【人生ノート 250ページ】利によりて集まり、利によりて散ずる現代ほどバカげておる世はない。
阿諛諂侫(あゆてんねい)の世
阿諛:顔色を見て、相手の気に入るようにふるまうこと。
諂・侫:こびへつらうこうと
普通の人が、いかに阿諛性に富んでいるかをよく見てみるがよい。多少の名の売れた人、あるいは貴顕の人とか、上長官とかに対して、一般人がその一顰一笑(いっぴんいっしょう)に、いかに阿諛の限りをつくしているかということ、および、民衆とはザッとこんなものであるということをよくよく悟るがよい。彼らには、理解も自覚もあるのではない。たんに、人がほめればほめ、人がけなせば貶(けな)すに過ぎぬ。いわんやほめへつろうて損のゆかぬ場合においておやである。

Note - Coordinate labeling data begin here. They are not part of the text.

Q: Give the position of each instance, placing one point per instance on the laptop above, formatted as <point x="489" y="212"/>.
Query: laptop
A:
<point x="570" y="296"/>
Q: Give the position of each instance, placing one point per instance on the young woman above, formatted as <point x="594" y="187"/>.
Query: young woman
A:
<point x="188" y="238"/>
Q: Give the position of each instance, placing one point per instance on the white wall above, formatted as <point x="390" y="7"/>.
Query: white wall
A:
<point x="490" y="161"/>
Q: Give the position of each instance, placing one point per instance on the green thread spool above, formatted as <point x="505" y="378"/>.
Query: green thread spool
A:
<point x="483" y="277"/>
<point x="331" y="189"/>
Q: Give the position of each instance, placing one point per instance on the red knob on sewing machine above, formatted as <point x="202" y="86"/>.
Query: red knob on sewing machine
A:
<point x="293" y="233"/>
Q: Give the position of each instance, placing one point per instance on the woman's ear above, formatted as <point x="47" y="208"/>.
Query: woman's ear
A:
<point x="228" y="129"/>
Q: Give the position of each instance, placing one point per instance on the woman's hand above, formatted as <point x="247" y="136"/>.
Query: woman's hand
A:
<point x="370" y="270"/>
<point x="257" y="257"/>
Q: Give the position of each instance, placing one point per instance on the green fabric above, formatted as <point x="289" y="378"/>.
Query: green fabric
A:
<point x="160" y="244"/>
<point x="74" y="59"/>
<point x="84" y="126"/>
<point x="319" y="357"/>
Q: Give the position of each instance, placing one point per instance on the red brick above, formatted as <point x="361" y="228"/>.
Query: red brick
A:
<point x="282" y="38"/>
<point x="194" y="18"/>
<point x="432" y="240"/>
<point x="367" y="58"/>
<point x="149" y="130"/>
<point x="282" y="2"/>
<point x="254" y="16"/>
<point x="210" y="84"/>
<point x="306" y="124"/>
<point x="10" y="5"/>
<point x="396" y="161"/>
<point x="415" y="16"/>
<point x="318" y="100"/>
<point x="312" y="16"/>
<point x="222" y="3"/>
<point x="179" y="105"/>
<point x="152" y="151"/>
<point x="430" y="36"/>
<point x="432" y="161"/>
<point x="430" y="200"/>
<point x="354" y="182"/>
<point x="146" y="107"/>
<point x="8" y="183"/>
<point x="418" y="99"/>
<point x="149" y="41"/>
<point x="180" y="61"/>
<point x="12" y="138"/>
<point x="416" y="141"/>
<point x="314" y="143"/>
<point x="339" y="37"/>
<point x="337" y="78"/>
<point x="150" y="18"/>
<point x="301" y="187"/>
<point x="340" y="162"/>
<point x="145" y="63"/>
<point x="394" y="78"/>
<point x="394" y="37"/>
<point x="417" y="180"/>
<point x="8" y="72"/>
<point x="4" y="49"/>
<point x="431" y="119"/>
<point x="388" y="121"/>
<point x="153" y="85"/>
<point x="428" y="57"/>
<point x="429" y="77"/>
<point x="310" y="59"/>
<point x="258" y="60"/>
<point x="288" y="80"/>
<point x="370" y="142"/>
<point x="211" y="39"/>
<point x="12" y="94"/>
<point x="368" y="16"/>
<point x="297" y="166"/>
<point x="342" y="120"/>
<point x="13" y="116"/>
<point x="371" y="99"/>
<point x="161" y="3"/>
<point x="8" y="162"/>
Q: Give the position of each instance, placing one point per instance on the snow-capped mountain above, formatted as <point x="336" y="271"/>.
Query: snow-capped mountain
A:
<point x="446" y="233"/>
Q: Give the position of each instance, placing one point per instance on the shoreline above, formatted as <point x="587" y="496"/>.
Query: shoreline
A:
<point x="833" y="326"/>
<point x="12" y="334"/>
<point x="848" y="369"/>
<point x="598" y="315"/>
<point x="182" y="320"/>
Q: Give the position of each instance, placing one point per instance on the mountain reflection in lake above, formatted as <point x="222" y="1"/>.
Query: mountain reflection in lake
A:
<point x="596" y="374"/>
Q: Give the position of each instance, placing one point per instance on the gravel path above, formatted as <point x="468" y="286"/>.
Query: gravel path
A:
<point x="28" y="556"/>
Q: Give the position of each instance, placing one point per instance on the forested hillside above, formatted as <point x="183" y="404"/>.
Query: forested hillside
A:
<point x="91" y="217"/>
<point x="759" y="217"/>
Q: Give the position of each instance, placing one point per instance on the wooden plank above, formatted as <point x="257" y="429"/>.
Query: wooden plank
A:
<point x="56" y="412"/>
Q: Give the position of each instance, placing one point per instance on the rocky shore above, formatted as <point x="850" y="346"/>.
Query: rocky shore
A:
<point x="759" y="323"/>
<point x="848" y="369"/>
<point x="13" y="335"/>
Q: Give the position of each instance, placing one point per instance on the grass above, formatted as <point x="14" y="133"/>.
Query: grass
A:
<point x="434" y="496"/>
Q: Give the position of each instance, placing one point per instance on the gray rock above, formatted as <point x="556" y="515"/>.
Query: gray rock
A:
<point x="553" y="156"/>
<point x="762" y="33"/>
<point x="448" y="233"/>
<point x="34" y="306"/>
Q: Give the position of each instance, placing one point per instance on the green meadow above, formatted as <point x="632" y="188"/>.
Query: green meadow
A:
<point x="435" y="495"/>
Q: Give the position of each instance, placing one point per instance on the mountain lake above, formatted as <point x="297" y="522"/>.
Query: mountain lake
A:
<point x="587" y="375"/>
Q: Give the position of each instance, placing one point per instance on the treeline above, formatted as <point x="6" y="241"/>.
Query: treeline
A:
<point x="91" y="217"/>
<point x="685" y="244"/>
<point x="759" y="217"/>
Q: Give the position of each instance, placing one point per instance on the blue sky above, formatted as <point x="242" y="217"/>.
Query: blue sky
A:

そして、まだ名の出ていぬ人々に対して、いかに彼らが軽侮をもって接しているかを、よく見るがよい。たとえ、それらの人々が実に立派な働きを示したにせよ、彼ら民衆は決して一度や二度で見向きもするものではあい。名の出た俳優のヤッチもない台詞にでも、大向は喝采を送るものだが、下役の者の真にせまった仕種には、見向きもせぬのが民衆である。
これは、人間の心理作用の微妙な点をあらわしているのであって、すでに名の出た人をほめても、決して自分の不明にはならぬが、でない人をほめることは、一面、自己のやり損ないとなりやすく、一面、一種の自尊心をきずつけると思うからである。要するに、着物によって人格をきめてしまう世の中なのである。
各自に何らかの見識も自覚もなく、利によりて集まり、利によりて散ずる現代ほどバカげておる世はない。